2.  **Load Data:** Load the three required files: the portfolio selection for the target date, the historical price data, and the master backtest results file.
3.  **Manual Calculation:** Manually identify the buy/sell dates and calculate the portfolio returns for each weighting scheme.
4.  **Compare & Verify:** Extract the corresponding results from the master backtest file, display them side-by-side with the manual calculations, and assert that they are numerically equal.

### Setup and Configuration

**This is the only cell you need to edit.** Set the `DATE_STR` to the date of the selection run you want to verify.

In [22]:
# py10_backtest_verification.ipynb

import sys
from pathlib import Path
import pandas as pd
import numpy as np


# --- THIS IS THE ONLY PARAMETER TO CHANGE ---
# DATE_STR = "2025-06-11" 

# --- Project Path Setup ---
NOTEBOOK_DIR = Path.cwd()

# Corrected Logic:
# The notebook is at ROOT/notebooks/_working.
# To get to the ROOT directory, we need to go up two levels.
# NOTEBOOK_DIR.parent -> .../notebooks
# NOTEBOOK_DIR.parent.parent -> .../stocks (This is the correct ROOT_DIR)
ROOT_DIR = NOTEBOOK_DIR.parent.parent

SRC_DIR = ROOT_DIR / 'src'
if str(SRC_DIR) not in sys.path:
    sys.path.append(str(SRC_DIR))

sys.path.append(str(ROOT_DIR / 'notebooks'))  # Add config.py to sys.path

# --- Verification (Optional, but good for debugging) ---
print(f"Current Notebook Dir: {NOTEBOOK_DIR}")
print(f"Calculated ROOT_DIR:   {ROOT_DIR}")
print(f"Calculated SRC_DIR:    {SRC_DIR}")
print(f"sys.path contains SRC_DIR: {str(SRC_DIR) in sys.path}")

# --- Local Imports ---
import utils
from config import DATE_STR, RISK_FREE_RATE_DAILY

# --- File Path Construction (using our standard principles) ---
# We derive all paths from the verification date
SELECTION_DIR = ROOT_DIR / 'output' / 'selection_results'
BACKTEST_DIR = ROOT_DIR / 'output' / 'backtest_results'
DATA_DIR = ROOT_DIR / 'data' # Assuming data dir is at root/data


# Construct the exact filenames we expect
SELECTION_FILE_PATH = SELECTION_DIR / f"{DATE_STR}_short_term_mean_reversion.parquet"
BACKTEST_RESULTS_PATH = BACKTEST_DIR / 'backtest_master_results.parquet'
HISTORICAL_PRICES_PATH = DATA_DIR / 'df_adj_close.parquet'

# --- Notebook Setup ---
pd.set_option('display.max_columns', None)
pd.set_option('display.width', 1000)
pd.set_option('display.float_format', '{:.6f}'.format)
%load_ext autoreload
%autoreload 2

# --- Verification ---
print(f"Verifying backtest for selection date: {DATE_STR}")
print(f"Selection File: {SELECTION_FILE_PATH}")
print(f"Backtest Results: {BACKTEST_RESULTS_PATH}")
print(f"Price Data: {HISTORICAL_PRICES_PATH}")
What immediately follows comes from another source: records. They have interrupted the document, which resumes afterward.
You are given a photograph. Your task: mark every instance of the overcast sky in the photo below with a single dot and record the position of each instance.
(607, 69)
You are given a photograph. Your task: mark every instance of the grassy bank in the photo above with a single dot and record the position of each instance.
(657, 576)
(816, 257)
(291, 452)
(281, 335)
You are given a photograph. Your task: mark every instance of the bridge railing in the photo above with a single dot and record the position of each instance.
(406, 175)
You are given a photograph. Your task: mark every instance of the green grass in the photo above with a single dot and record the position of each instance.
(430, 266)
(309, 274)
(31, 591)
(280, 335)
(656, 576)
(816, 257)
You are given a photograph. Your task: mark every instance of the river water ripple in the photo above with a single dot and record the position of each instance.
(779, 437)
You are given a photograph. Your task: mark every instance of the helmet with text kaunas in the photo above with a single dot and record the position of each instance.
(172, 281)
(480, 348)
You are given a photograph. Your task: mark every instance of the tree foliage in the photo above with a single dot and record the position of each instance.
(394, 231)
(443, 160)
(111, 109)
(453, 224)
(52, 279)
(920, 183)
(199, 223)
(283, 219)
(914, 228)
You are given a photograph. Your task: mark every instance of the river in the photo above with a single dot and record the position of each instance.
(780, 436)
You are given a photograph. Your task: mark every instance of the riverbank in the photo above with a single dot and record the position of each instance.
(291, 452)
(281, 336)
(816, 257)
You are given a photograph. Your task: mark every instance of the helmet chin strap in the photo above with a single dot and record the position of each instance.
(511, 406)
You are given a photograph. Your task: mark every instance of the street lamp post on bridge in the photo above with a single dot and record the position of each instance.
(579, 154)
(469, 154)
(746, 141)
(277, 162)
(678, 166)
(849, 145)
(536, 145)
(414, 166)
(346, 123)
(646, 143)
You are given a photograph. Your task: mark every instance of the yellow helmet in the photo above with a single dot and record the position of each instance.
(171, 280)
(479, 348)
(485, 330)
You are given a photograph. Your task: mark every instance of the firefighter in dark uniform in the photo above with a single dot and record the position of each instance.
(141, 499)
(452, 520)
Current Notebook Dir: c:\Users\ping\Files_win10\python\py311\stocks\notebooks\_working
Calculated ROOT_DIR:   c:\Users\ping\Files_win10\python\py311\stocks
Calculated SRC_DIR:    c:\Users\ping\Files_win10\python\py311\stocks\src
sys.path contains SRC_DIR: True
The autoreload extension is already loaded. To reload it, use:
  %reload_ext autoreload
Verifying backtest for selection date: 2025-06-11
Selection File: c:\Users\ping\Files_win10\python\py311\stocks\output\selection_results\2025-06-11_short_term_mean_reversion.parquet
Backtest Results: c:\Users\ping\Files_win10\python\py311\stocks\output\backtest_results\backtest_master_results.parquet
Price Data: c:\Users\ping\Files_win10\python\py311\stocks\data\df_adj_close.parquet


### Step 1: Load All Required Data

In [23]:
print("--- Step 1: Loading all required data files ---")

try:
    # Load the specific portfolio selection for the verification date
    df_selection = pd.read_parquet(SELECTION_FILE_PATH)
    print(f"✅ Successfully loaded selection file for {DATE_STR}.")
    
    # Load the master backtest results file
    df_backtest = pd.read_parquet(BACKTEST_RESULTS_PATH)
    print("✅ Successfully loaded master backtest results.")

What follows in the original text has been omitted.